Of such nature-based solutions, Ms Watson said: “That money spent now is much more efficient use of capital versus post-loss spending.”
Samia Sarkis, the founder and executive director of Living Reefs, said surveys before and after the project will help to determine and quantify the impact made by planting the corals and strengthening the existing coral reef barrier along the causeway.
Ms Watson said: “Using this as a pilot programme, it then can be utilised again whether it is throughout Bermuda or throughout the world, using these techniques.”
Dr Sarkis said insurance industry giants Swiss Re and Willis Towers Watson are two examples of companies that are breaking new ground.

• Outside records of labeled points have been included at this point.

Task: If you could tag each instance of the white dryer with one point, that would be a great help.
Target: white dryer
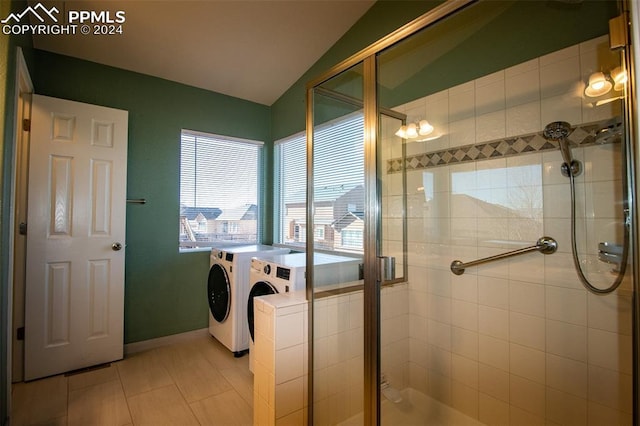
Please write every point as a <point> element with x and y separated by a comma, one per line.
<point>228,289</point>
<point>285,273</point>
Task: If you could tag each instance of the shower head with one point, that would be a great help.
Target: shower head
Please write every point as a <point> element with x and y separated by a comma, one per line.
<point>558,131</point>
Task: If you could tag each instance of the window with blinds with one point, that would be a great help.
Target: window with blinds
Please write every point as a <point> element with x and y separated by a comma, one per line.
<point>338,185</point>
<point>219,189</point>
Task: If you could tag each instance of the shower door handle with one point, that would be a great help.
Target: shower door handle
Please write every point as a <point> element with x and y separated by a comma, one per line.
<point>386,268</point>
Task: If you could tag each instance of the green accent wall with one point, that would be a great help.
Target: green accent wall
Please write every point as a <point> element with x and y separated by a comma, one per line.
<point>4,247</point>
<point>165,291</point>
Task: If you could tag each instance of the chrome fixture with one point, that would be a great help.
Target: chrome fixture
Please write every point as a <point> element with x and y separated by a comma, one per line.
<point>611,253</point>
<point>558,131</point>
<point>545,245</point>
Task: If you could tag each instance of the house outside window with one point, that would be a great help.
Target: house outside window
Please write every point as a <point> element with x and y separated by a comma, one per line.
<point>219,189</point>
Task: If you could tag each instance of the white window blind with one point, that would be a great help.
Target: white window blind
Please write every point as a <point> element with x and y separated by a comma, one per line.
<point>219,189</point>
<point>338,184</point>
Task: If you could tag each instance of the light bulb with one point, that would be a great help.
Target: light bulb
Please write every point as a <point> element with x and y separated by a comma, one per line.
<point>412,130</point>
<point>598,85</point>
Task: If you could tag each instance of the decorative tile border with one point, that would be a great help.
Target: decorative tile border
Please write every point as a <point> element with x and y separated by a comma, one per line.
<point>582,135</point>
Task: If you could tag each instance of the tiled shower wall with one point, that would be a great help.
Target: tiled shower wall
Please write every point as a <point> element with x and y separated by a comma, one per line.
<point>518,341</point>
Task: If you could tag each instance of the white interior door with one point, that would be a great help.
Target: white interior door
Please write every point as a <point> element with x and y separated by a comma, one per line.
<point>74,300</point>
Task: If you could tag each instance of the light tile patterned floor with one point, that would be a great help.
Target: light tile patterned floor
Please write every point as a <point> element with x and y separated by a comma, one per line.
<point>193,382</point>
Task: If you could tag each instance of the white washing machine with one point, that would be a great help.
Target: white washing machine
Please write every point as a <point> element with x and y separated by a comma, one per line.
<point>285,273</point>
<point>228,289</point>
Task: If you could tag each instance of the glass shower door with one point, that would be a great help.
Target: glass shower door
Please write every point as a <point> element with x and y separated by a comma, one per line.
<point>519,340</point>
<point>335,248</point>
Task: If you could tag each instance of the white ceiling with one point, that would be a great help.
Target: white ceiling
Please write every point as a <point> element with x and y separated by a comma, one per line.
<point>250,49</point>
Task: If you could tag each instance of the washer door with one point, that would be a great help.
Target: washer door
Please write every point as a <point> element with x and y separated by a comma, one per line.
<point>219,293</point>
<point>261,288</point>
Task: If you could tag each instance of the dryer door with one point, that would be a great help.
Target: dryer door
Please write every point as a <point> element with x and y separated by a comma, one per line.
<point>219,293</point>
<point>261,288</point>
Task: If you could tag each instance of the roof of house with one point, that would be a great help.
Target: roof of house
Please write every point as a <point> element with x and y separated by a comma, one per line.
<point>246,212</point>
<point>192,212</point>
<point>346,220</point>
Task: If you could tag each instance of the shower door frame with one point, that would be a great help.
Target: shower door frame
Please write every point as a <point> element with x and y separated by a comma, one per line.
<point>372,286</point>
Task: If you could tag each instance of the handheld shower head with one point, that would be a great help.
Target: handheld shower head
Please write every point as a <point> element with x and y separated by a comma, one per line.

Of the Swiss Re product, Dr Sarkis said: “Swiss Re put a premium on property insurance, and so when there is a storm and when there is a need for coral restoration, then that premium goes directly back to coral restoration.”
She said she would love to see a model like that for Bermuda.
Restoring damaged reefs, Dr Sarkis said, can be done only with the partnership of the private sector and the support of government.
Ms Watson and Dr Sarkis said the project can assist re/insurance companies by providing new data to help them to develop better coral models to use in product development. Examples might include property and business interruption.
Dr Sarkis said: “That product will be tailored to going back and restoring the reef so that properties and communities can keep going.”
Funding for the first year of the Living Reefs project has been provided by a British Overseas Territories organisation but ideally data would be collected over at least a three-year period, Dr Sarkis said.